6. Pour refuser la délivrance du titre de séjour sollicité, la préfète de l'Oise s'est fondée sur la circonstance que l'acte de naissance de M. A a été établi postérieurement à son arrivée et qu'il conserve des attaches familiales dans son pays où vivent ses parents. Elle fait valoir à ce titre que le jugement supplétif, en date du 2 avril 2018 du tribunal de première instance de Kankan, tenant lieu d'acte de naissance, a été transmis par des membres de sa famille dès lors qu'il comporte la mention de l'identité de deux personnes portant le même nom que le requérant, vivant dans la même commune que celle où réside son père en Guinée, et qui sont probablement ses frères. Toutefois ces seuls éléments n'établissent pas que le requérant a conservé des liens avec les membres de sa famille restée dans le pays d'origine alors que la structure d'accueil a précisé, dans une note administrative du 13 avril 2021 et un rapport éducatif du 25 avril 2021, que l'intéressé n'a gardé aucun contact avec celle-ci et que l'authenticité même de ce jugement supplétif est elle-même remise en cause par la préfète de l'Oise, ce qui n'est pas de nature à établir que celui-ci aurait nécessairement transmis par des membres de sa famille. Dans ces circonstances, M. A est fondé à soutenir que la préfète de l'Oise, en estimant, pour rejeter sa demande de titre de séjour, qu'il conservait des attaches familiales dans son pays d'origine, a entaché sa décision d'une erreur de fait.

7. Il résulte de ce qui précède, sans qu'il soit besoin d'examiner les autres moyens de la requête, et alors que la préfète de l'Oise n'a fait valoir à l'instance aucun autre motif susceptible de fonder sa décision portant refus de délivrance du titre de séjour, que M. A est fondé à demander l'annulation de cette décision et par voie de conséquence, de celle lui faisant obligation de quitter le territoire français dans un délai de trente jours, et de celle fixant la Guinée comme pays à destination duquel il sera renvoyé en cas d'exécution d'office de son éloignement.

Sur les conclusions à fin d'injonction :

8. Eu égard au motif d'annulation retenu, le présent jugement n'implique pas nécessairement la délivrance à M. A d'un titre de séjour.
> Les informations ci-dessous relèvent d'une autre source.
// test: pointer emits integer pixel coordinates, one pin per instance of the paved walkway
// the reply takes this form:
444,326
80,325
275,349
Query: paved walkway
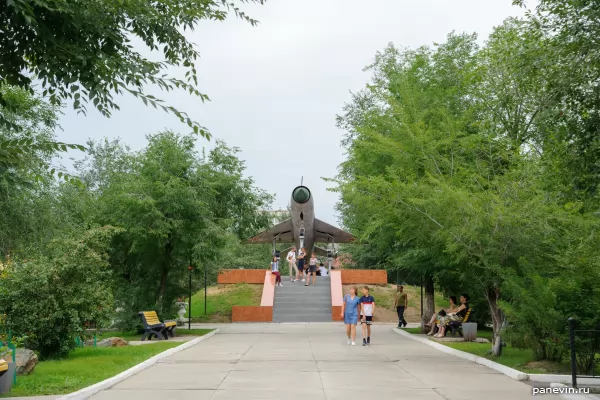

En revanche, il y a lieu d'enjoindre à la préfète de l'Oise de réexaminer sa situation dans un délai de deux mois à compter de la notification du présent jugement. Il n'y a pas lieu d'assortir cette injonction d'une astreinte.

Sur les conclusions tendant à l'application des dispositions de l'article L. 761-1 du code de justice administrative :

9. En l'espèce, M. A n'établit pas avoir exposé d'autres frais que ceux pris en charge par l'Etat au titre de l'aide juridictionnelle totale qui lui a été accordée par décision du 11 mai 2022. Par suite sa demande tendant à ce que l'Etat lui verse la somme de 1 000 euros au titre des frais exposés et non compris dans les dépens doit être rejetée.

D E C I D E :

Article 1er : L'arrêté du 4 avril 2022 de la préfète de l'Oise est annulé.

Article 2 : Il est enjoint à la préfète de l'Oise de procéder au réexamen de la situation de M. A dans un délai de deux mois à compter de la notification du présent jugement.

Article 3 : Le surplus des conclusions de la requête est rejeté.

Article 4 : Le présent jugement sera notifié à M. D A, à la préfète de l'Oise et Me Sorriaux.

Délibéré après l'audience du 6 septembre 2022, à laquelle siégeaient :

M. Binand, président,

Mme B et Mme C, conseillères.

Rendu public par mise à disposition au greffe le 20 septembre 2022.

La rapporteure,

signé

D. B

Le président,

signé

C. BINANDLe greffier,

signé

N. VERJOT

La République mande et ordonne à la préfète de l'Oise, en ce qui la concerne et à tous commissaires à ce requis en ce qui concerne les voies de droit commun contre les parties privées de pourvoir à l'exécution de la présente décision.